Beyond Selkirk, at the famous camping place of Nettley Creek, whom should the colonists meet but the Nor’ West partners galloping their canoes at racehorse pace to reach the field of action before Selkirk.

“What news?” calls Norman McLeod; but the news is plain enough in the eight boat loads of dejected colonists.

The Nor’Westers utter a war whoop, beat the gun’els of their canoes, shout their victory. “Thank Providence,” writes one partner, Robert Henry, “that the battle was over before we got there, as it was our intention to storm the fort. Our party consisted of one hundred men, seventy firearms, two field pieces.
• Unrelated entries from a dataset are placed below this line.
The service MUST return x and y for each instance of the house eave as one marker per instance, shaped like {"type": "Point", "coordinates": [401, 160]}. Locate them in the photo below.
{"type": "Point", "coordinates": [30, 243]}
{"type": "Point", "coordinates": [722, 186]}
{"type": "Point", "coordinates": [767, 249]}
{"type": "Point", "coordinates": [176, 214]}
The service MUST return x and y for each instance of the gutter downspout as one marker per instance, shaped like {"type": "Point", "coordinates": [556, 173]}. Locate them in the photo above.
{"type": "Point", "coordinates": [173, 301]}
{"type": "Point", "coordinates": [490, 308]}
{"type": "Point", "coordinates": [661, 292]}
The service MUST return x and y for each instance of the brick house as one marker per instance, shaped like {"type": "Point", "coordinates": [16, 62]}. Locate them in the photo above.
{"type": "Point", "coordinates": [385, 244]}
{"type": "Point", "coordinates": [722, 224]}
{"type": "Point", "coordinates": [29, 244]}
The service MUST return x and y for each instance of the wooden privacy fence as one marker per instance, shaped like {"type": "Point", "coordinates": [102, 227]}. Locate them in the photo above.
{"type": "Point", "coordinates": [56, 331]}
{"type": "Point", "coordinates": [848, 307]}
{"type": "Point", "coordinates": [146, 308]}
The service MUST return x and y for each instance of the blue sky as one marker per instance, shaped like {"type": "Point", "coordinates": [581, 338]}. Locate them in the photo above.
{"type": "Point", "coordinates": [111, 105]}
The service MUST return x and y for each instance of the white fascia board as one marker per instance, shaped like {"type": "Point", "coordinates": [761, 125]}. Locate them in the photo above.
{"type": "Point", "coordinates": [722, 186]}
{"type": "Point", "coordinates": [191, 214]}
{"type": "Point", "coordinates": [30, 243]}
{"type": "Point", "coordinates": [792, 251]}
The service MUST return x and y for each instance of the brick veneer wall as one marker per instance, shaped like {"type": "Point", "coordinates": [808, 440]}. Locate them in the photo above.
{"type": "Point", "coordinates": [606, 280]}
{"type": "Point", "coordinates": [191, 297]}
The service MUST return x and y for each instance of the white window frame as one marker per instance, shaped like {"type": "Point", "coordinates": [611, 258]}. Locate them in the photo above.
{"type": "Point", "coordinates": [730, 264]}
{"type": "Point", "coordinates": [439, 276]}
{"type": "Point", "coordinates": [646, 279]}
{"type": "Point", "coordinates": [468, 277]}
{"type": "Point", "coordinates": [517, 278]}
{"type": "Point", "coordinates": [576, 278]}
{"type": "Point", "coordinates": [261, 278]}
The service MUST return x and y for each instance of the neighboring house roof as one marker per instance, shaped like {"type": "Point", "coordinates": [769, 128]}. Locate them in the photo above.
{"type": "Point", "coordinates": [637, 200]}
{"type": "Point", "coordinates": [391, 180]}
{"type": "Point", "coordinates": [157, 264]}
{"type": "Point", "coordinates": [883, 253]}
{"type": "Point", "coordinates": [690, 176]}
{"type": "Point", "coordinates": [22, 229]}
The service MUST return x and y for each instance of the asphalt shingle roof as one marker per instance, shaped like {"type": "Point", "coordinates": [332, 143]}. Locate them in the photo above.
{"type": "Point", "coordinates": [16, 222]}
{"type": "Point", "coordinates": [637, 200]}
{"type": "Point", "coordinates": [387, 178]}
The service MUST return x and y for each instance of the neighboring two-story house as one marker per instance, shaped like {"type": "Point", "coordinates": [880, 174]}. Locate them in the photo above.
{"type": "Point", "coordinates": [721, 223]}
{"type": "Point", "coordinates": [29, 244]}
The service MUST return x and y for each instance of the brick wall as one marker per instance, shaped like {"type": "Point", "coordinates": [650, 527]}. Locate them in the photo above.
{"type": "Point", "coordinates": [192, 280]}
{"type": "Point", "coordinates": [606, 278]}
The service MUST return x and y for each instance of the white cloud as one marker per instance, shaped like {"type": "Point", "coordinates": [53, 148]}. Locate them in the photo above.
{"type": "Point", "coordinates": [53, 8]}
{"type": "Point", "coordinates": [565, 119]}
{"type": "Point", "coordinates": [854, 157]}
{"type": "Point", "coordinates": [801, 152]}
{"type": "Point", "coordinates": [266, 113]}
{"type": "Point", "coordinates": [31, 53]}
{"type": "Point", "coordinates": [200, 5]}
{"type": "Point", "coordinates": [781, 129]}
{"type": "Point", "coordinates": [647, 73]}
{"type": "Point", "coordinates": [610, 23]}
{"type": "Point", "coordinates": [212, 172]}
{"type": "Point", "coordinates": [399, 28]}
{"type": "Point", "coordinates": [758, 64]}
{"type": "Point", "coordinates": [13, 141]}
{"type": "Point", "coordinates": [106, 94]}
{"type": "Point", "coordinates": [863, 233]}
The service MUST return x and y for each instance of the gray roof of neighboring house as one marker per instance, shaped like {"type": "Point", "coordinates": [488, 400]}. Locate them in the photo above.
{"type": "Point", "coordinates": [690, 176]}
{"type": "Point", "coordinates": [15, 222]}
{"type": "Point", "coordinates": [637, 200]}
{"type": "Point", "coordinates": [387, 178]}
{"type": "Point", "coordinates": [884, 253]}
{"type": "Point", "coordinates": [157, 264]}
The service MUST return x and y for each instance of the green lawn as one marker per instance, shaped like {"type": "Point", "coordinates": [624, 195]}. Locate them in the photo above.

What our success might have been, I will not pretend to say; but many of us must have fallen in the contest.” The Nor’Westers have always maintained that they had not planned to attack Fort Douglas and that the onus of blame for the fearful guilt of Seven Oaks Massacre rested on Semple for coming out to oppose the Half-breeds, who were going to meet the Montreal express. Such excuse might do for Eastern law courts, whose aim was to suppress more than they revealed; but the facts do not sustain such an excuse. The events are now a century past. Let us face them without subterfuge. The time had come, the time was bound to come, when the rights of a Feudal Charter would conflict violently with the strong though lawless arm of Young Democracy. Therein lies the significance of what apologists and partisans have called the Skirmish of Seven Oaks.

Norman McLeod, the Justice of the Peace, hails the harried colonists ashore at Nettley Creek. They notice among the Northwest partners several soldiers dressed in regimentals—mark that, those who condemn Selkirk for hiring De Meuron soldiers! Two can play at the game of putting soldiers in red coats to bluff the Indians into believing the government is behind the trader. The settlers notice also, carefully hidden under oilcloth, two or three brass cannon in the Nor’Westers’ boats. Mark that, those who condemn Selkirk for bringing cannon along with his bodyguard!

As justice of the peace, Norman McLeod seizes the dead Semple’s baggage for incriminating papers. As justice of the peace—though it was queer kind of peace—he arrests those men who escaped from Seven Oaks, and claps them in irons that prevent Bourke, the storekeeper, from dressing his wounds. The colonists are then allowed to proceed to their wintering ground amid the desolate woods of Lake Winnipeg at Jack River.